When I mentioned maybe part of it is balancing out my folks, and my father’s suddenly aggressive strain of atheism, Dave joked, “Wow – so you’re doing this to rebel against your parents? That’s fantastic! You’ve managed to uphold one Commandment [No other Gods..], while destroying another one [Honour thy Father…]” I said, “Yeah – it’s kinda…Jewish of me.”
Robin is more comfortable believing I’m doing this mostly as research for my own persona in relation to trying for Yeoman at SYGC next year. He also mentioned Pascal’s Gambit.
I told him I was concerned that moving more towards Judaism, would cause me to move further from him (something which I had tried to justify earlier to myself as a non-issue since there’s already aspects of our lives we don’t share – the SCA, his programming, my writing – we don’t really believe a couple should have absolutely everything in common, and to fulfill and support every aspect of the other.).
Robin told me he was not threatened by me pursuing Judaism more seriously, and understood that it is also something I was looking to do for our kids.
I reiterated a promise I had made to him a long time ago – that I will never ask him to convert, or participate more than he is comfortable with. I don’t like the image of my father being “dragged along” to shul, and being forced to wear the skullcap.
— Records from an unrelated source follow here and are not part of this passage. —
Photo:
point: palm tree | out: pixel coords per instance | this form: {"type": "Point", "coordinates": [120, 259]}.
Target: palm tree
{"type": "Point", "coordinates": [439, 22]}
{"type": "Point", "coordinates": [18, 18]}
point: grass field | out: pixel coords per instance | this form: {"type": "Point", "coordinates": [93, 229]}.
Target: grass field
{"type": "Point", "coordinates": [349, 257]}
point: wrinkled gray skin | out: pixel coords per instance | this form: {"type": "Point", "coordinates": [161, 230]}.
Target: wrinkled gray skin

Those should be his choices, and his alone.
Tracey mostly thinks I’ve either gone completely meshuggah, or it’s a phase. But, that’s Tracey.
Robin and I went out for our date night, and I went straight to bed when we got home (I’d only had three hours of sleep originally), but got up around 23:00 which means that I’ve flipped back to nights now.
I had a dream while we slept that someone had desecrated the shul’s shofar by using it as a drinking horn. They had plugged the small open end, and filled it with wine. It was sitting on the podium in the alcove, the way the office used to be like up there, when we studied torah when I was young. I knew I had to unplug it, and somehow drain it, but I woke up while I was trying to figure out how.
The connotations I can see for this symbol are varied – there’s the many facets or purposes of an object or person (instrument, vessel, cornucopia), and that Judaism, as any Faith, is supposed to be multipurpose, and to fit many aspects of your life. That like the SCA, it represents another system of support, and a community. There’s also the feeling of fullness, of the soul as the vessel, and then there’s what it means to have a drowned horn. That sound is muffled, and its voice is silenced. That the music that is at the root of the Jewish spiritual <i>davenen</i> is suppressed.
I have always believed very strongly in omens – the trick is always in knowing what they mean. I think this one means my soul is trying to come back on-line. That I need to stop misusing my Jewish identity, and put my Faith back to its proper purpose. Time to drain the horn, to hear the music clearly and freely, and in so doing complete the guest-rite and welcoming (wrong culture – but there’s cross-over) and that as with Rosh Hashanah just past, and the world after the Flood, now is time for Renewal.